Puzzles Solved With the Heart
Aldo Rossi’s Polaroids, introduced by Diogo Seixas Lopes
Aldo Rossi started to take Polaroids at the end of the 1970s, documenting journeys and his whereabouts. They became a visual diary of the Italian architect, until his death in 1997. According to Rossi, these snapshots amounted to “photographs of time ever fleeting, the love of a moment, the pursuit of life.”
There are over a hundred of them, from different parts of the world, in the CCA collection. They include images of boats crossing a river in Bangkok, a Shaker village in Massachussets, and the Leaning Tower of Pisa. There are also images of buildings by Rossi, as well as of his office in Milan. But some of them are nondescript, such as the facade of a villa covered by foliage. Adorned with classicized friezes, the stucco of the wall and the wood blinds of the windows appear worn out. A caption on the back, scribbled with a felt tip, adds some information: “HOTEL ROSEMARY’S BABY AJACCIO (CYRNOS) 21 GIUGNO.”
While there is nothing unusual about the image of the villa, the caption is disturbing. Rosemary’s Baby is the title of Roman Polanski’s horror film of 1968. Its macabre plot takes place at The Dakota, a famous Manhattan apartment building (where John Lennon would be assassinated in 1980). Aldo Rossi insisted that architecture was merely the setting for the unfolding of life. Likewise, the Polaroid of the villa is transformed by its caption. Fiction takes over reality and the exterior view no longer matters. The interior, where all sorts of things can happen, becomes the focus of attention. Indeed, Rossi explained how a story can overtake a building in a recollection from his youth in A Scientific Autobiography:
At this point, without leaving the scientific confines of this text, I must admit that the principal association between the hotel and the green was represented by a girl who was named, in contrast, Rosanna or Rossana, and the sense of paint and contrasting colors was never disentangled in me: specifically the oppositions between the acid green and this rose rosanna, between the color of flesh and a slightly unusual flower, all of which were enclosed in the image of the Sirena.

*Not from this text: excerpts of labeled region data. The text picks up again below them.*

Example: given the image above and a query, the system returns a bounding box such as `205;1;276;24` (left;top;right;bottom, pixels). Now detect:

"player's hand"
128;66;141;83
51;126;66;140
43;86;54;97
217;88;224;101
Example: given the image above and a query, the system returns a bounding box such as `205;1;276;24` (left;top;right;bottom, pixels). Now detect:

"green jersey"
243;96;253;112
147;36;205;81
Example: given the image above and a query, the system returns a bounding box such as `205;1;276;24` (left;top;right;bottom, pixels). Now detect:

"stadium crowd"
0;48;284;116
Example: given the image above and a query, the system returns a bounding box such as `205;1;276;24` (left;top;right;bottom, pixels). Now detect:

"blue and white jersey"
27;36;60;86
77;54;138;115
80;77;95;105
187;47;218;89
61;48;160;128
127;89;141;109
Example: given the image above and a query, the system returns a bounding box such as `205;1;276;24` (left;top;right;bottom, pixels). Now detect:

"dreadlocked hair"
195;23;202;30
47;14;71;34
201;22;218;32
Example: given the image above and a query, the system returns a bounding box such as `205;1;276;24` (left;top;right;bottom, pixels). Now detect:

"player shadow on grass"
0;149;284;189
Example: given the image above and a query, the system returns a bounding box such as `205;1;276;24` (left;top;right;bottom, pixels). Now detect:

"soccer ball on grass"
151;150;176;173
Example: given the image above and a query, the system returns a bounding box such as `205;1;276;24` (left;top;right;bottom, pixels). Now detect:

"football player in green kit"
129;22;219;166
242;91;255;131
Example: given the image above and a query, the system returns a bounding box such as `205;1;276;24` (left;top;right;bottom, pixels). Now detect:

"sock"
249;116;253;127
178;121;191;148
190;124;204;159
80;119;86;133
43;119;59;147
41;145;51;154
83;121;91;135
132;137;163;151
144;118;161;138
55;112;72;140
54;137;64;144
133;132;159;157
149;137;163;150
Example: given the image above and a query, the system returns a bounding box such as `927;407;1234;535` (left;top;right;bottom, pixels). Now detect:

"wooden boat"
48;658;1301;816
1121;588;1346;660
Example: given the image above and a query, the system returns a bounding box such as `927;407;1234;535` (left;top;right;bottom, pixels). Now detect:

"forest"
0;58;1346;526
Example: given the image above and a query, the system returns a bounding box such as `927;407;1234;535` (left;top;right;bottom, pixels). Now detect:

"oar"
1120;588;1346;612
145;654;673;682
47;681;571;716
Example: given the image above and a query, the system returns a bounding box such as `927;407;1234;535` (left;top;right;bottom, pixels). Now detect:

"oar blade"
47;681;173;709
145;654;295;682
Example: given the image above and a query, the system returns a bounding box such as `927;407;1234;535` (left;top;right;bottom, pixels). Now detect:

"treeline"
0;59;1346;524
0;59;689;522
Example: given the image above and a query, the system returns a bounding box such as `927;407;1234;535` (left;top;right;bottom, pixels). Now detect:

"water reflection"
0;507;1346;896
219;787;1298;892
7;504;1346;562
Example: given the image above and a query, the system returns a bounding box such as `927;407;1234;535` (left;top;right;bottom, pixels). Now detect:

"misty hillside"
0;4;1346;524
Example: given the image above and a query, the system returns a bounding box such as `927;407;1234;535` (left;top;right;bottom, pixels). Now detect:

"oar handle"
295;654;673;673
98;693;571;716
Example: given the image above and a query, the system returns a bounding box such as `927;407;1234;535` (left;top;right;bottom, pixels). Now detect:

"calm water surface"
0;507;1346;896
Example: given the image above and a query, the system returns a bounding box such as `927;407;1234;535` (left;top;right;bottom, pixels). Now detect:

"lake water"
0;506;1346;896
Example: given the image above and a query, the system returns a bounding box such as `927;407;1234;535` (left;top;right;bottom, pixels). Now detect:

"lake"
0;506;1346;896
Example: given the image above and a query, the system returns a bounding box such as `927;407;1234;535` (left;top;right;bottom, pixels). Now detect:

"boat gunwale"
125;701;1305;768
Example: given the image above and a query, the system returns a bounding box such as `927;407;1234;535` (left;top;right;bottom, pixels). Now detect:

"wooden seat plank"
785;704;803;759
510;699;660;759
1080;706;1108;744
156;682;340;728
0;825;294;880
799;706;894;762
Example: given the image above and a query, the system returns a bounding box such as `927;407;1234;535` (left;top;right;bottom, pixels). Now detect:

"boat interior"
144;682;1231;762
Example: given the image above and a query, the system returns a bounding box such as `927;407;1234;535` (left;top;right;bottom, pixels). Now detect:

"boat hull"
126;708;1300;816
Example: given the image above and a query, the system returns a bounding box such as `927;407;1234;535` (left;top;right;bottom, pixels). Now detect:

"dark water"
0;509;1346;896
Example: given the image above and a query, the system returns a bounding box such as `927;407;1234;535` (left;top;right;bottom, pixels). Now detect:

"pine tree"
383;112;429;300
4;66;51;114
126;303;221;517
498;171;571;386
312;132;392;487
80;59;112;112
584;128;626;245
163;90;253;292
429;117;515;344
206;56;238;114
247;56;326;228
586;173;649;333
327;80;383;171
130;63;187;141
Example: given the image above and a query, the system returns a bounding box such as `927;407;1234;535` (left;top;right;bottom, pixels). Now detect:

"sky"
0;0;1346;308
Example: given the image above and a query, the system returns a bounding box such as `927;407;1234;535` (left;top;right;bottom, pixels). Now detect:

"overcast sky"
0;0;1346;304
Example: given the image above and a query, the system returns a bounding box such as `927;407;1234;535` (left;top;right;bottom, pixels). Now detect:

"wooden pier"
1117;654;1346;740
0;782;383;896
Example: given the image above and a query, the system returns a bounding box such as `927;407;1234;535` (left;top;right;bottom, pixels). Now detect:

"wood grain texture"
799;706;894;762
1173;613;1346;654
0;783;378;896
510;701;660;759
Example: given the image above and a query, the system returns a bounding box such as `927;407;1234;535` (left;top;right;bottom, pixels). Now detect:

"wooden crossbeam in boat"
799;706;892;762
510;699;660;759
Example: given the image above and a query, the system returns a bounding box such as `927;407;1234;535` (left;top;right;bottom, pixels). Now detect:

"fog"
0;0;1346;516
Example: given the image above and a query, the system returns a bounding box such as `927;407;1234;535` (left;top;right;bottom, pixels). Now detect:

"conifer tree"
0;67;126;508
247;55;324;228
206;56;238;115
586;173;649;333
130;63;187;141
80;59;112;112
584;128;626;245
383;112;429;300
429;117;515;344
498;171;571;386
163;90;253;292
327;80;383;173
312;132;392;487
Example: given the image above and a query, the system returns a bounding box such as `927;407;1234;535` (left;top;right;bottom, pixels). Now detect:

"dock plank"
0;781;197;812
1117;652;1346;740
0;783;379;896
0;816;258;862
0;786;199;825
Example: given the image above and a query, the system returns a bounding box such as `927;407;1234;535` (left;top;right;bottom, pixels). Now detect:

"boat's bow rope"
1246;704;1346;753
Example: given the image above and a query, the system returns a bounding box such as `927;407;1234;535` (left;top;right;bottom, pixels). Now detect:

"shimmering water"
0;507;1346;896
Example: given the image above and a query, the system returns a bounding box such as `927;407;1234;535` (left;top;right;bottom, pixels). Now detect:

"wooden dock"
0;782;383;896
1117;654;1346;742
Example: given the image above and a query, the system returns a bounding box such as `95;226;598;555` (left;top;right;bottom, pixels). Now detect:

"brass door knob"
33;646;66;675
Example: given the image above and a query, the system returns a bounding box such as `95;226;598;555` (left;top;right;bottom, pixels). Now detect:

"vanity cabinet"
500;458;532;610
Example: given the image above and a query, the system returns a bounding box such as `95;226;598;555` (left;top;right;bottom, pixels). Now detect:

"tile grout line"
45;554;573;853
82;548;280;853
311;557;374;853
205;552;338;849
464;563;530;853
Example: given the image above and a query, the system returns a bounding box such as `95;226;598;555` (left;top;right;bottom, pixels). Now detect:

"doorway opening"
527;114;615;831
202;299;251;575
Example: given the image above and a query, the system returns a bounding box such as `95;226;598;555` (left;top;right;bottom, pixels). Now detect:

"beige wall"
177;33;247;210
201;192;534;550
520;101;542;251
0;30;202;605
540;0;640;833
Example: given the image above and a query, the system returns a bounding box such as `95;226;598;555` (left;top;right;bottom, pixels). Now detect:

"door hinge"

Rossi’s Polaroids are a counterpoint to his highly publicized buildings. Set side by side, they compose a mosaic of private souvenirs. Full of surprises, good and bad, this cabinet of curiosities discloses a unique legacy—that is, architecture as a form of autobiography.
Diogo Seixas Lopes contributed this text while visiting the CCA in 2011 as a participant to our Doctoral Students Program recipient. A selection of Aldo Rossi’s Polaroids were presented in our 1996 exhibition Luigi Ghirri / Aldo Rossi: Things Which Are Only Themselves.